I lupi del Parco della Majella sono a Pretoro

Per ulteriori informazioni potete rivolgervi all'Ufficio del Turismo.

I Lupi sono arrivati! Finalmente è stato reso concreto il connubio fra l'uomo e il Lupo che in questo paese ha origini antiche. Poderosamente posto a presidio della vallata del fiume Foro, limite artificiale della Majella, il borgo di origine medioevale pare posto a difesa della natura a presidio di quello spirito arcaico che si può trovare in luoghi come questo.

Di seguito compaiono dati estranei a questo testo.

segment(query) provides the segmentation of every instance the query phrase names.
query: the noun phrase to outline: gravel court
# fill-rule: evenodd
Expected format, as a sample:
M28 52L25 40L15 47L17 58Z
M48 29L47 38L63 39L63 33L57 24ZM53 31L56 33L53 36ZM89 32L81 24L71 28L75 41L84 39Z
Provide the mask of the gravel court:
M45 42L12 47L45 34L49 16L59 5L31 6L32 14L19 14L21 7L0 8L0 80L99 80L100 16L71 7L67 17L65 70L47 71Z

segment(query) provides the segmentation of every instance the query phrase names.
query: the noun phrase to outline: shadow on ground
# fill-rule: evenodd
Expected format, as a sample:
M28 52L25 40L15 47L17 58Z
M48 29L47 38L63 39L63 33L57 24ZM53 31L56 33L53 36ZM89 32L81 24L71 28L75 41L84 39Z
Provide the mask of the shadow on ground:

La valorizzazione dell'identità della propria terra avviene anche attraverso il riallacciare un contatto perso nel tempo con la fauna.
Il Lupo, in questi luoghi, ha sempre rappresentato il segno del cruento rapporto fra uomo e natura. Oggi, con la costituzione dell'Area Faunistica del Lupo Appenninico, a Pretoro si vuol provare a realizzare un'ipotesi di salvaguardia e valorizzazione dei caratteri più peculiari dei monti della Majella.

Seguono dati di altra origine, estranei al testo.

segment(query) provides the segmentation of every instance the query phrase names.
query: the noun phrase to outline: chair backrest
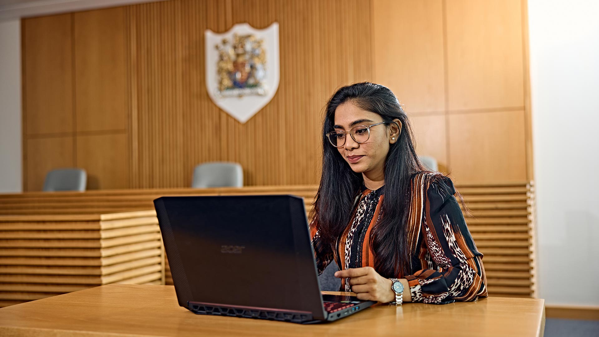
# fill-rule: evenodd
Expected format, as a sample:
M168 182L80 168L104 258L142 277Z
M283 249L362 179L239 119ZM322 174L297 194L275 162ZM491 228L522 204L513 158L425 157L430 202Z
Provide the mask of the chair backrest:
M46 176L44 192L55 191L85 191L87 173L81 168L53 170Z
M418 156L418 158L431 171L437 171L439 170L436 159L428 156Z
M212 162L201 164L193 170L191 186L243 187L243 169L237 163Z

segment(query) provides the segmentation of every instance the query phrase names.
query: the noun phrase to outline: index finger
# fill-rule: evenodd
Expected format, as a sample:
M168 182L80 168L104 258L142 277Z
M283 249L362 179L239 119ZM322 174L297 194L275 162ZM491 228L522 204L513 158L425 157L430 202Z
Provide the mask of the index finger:
M349 268L343 270L339 270L338 272L335 272L335 277L343 278L348 277L363 276L365 275L368 275L369 268L370 267L362 267L361 268Z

L'idea è nata nell'ambito del Piano di Assetto Naturalistico della Riserva Naturale Guidata "Valle del Foro" nel 1999, quando la Riserva, costituita nel 1997, era ancora struttura di gestione del territorio. Successivamente, dal 1999 con l'effettiva costituzione del Parco Nazionale della Majella, gli organi di gestione della riserva sono stati assimilati in quelli del Parco.
All'oggi la Riserva Naturale Valle del Foro esiste solo come territorio, ma nel 1996-1997 con i piani di gestione della stessa, fu approvato il progetto di realizzazione dell'area Faunistica del Lupo Appenninico, che attraverso il finanziamento Regionale diede il via ai lavori di rilievo, progettazione e realizzazione del centro. L'area d'intervento è interamente individuata nel territorio del Comune di Pretoro, che ha predisposto tutti gli strumenti per cedere in comodato gratuito all'ente Parco Nazionale della Majella la stessa per la realizzazione e gestione dell'area.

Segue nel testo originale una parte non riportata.